ECLI:NL:RBHAA:2007:BB3348
Rechtbank Haarlem
- Eerste aanleg - meervoudig
- M. Scholte
- A. Terwiel
- J. Eichperger
- Rechtspraak.nl
Ontnemingsvordering in strafzaak met betrekking tot wederrechtelijk verkregen voordeel
In deze zaak heeft de Rechtbank Haarlem op 24 juli 2007 uitspraak gedaan in een ontnemingsvordering die betrekking heeft op wederrechtelijk verkregen voordeel door de veroordeelde.

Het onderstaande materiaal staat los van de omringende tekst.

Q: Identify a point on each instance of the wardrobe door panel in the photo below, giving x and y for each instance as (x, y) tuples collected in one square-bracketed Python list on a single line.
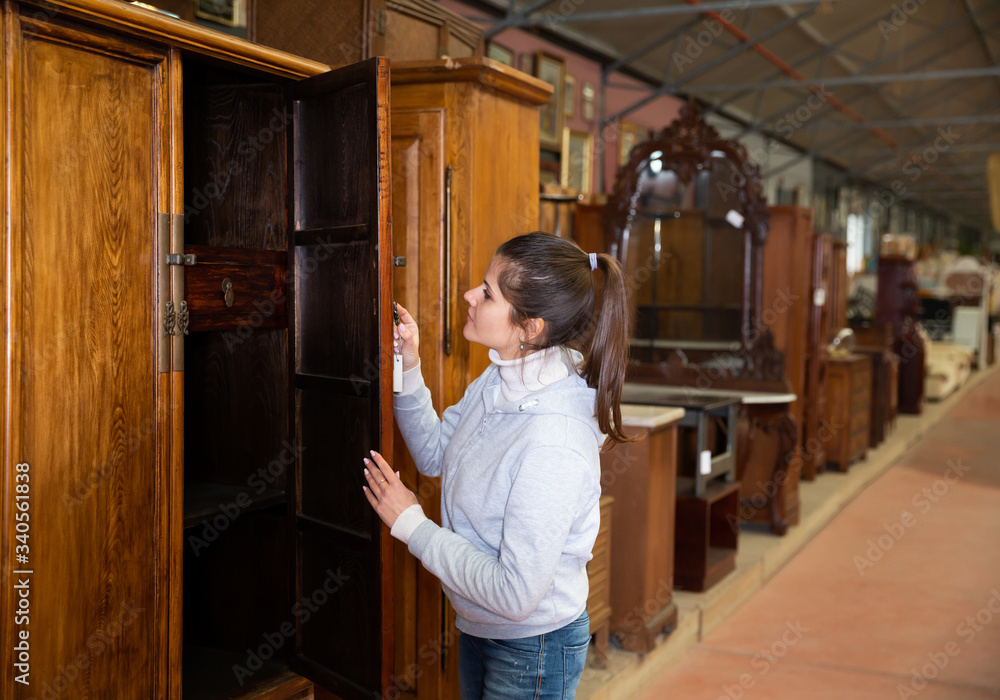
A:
[(339, 223), (84, 408)]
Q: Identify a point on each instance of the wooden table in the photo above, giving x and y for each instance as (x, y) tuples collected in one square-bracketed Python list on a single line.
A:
[(641, 477)]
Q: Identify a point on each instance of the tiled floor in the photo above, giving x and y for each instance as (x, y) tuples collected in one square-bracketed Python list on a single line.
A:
[(897, 597)]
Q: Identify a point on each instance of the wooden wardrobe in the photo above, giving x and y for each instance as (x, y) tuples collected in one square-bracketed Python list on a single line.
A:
[(196, 260), (786, 286), (464, 180)]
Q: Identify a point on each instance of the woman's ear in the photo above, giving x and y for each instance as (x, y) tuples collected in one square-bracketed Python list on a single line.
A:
[(535, 328)]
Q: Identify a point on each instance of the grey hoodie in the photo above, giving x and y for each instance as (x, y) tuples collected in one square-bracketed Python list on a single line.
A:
[(519, 502)]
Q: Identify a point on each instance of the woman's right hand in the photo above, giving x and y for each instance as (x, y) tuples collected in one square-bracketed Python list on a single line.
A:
[(406, 338)]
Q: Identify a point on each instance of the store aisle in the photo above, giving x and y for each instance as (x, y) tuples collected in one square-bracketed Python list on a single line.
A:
[(898, 597)]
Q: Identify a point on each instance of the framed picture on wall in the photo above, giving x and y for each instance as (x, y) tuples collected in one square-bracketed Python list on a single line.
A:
[(587, 102), (569, 96), (631, 135), (551, 69), (577, 159), (500, 54), (228, 12)]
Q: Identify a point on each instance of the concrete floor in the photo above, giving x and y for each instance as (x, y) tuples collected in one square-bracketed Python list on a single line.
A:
[(889, 588)]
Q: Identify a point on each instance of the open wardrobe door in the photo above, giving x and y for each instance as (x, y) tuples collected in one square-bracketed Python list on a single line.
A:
[(341, 397)]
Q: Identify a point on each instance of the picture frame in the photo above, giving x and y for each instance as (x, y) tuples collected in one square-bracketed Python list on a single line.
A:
[(587, 95), (552, 70), (500, 53), (228, 12), (577, 160), (629, 136), (569, 96)]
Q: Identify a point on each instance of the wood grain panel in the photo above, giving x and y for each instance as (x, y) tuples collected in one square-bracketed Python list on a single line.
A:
[(418, 181), (235, 421), (257, 279), (87, 414), (329, 191), (234, 160)]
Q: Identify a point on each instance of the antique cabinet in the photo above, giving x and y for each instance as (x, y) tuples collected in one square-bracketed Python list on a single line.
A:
[(787, 283), (899, 306), (351, 30), (849, 385), (641, 477), (197, 274), (840, 288), (464, 179), (814, 433), (881, 366)]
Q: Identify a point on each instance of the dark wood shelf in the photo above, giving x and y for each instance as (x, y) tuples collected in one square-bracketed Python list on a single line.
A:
[(204, 501), (208, 673)]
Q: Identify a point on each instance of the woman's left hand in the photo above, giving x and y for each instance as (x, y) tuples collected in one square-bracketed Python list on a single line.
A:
[(387, 494)]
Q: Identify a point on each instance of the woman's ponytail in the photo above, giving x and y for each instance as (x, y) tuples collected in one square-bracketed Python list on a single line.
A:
[(543, 276), (606, 360)]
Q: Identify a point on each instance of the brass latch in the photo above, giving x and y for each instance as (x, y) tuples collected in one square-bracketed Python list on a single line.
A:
[(181, 259)]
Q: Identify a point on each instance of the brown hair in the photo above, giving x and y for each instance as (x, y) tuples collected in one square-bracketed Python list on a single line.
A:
[(543, 276)]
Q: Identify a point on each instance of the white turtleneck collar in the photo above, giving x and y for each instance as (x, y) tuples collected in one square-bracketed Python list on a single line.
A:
[(522, 376)]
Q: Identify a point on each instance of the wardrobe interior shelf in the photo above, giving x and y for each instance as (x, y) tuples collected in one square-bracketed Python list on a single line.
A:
[(204, 501)]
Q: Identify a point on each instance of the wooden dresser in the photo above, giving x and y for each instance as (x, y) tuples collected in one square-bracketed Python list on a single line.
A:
[(599, 576), (899, 306), (641, 476), (849, 385), (786, 288)]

De vordering van de officier van justitie, gedateerd 10 juli 2007, strekte tot ontneming van een bedrag van maximaal € 263.230,32, dat later is verminderd tot € 55.324,82. De veroordeelde, geboren op een onbekende datum en zonder vaste woon- of verblijfplaats, was op dat moment gedetineerd in PI Noord Holland Noord, Unit Zuyder Bos te Heerhugowaard.
De rechtbank heeft in haar vonnis van 24 juli 2007 vastgesteld dat de veroordeelde zich schuldig heeft gemaakt aan meerdere feiten, waaronder poging tot oplichting en het maken van een gewoonte van witwassen. De rechtbank heeft de bedragen die de veroordeelde wederrechtelijk heeft verkregen, vastgesteld op basis van de bewijsstukken en het strafdossier. De rechtbank concludeert dat de veroordeelde een bedrag van € 11.324,82 aan de Staat moet betalen ter ontneming van het wederrechtelijk verkregen voordeel.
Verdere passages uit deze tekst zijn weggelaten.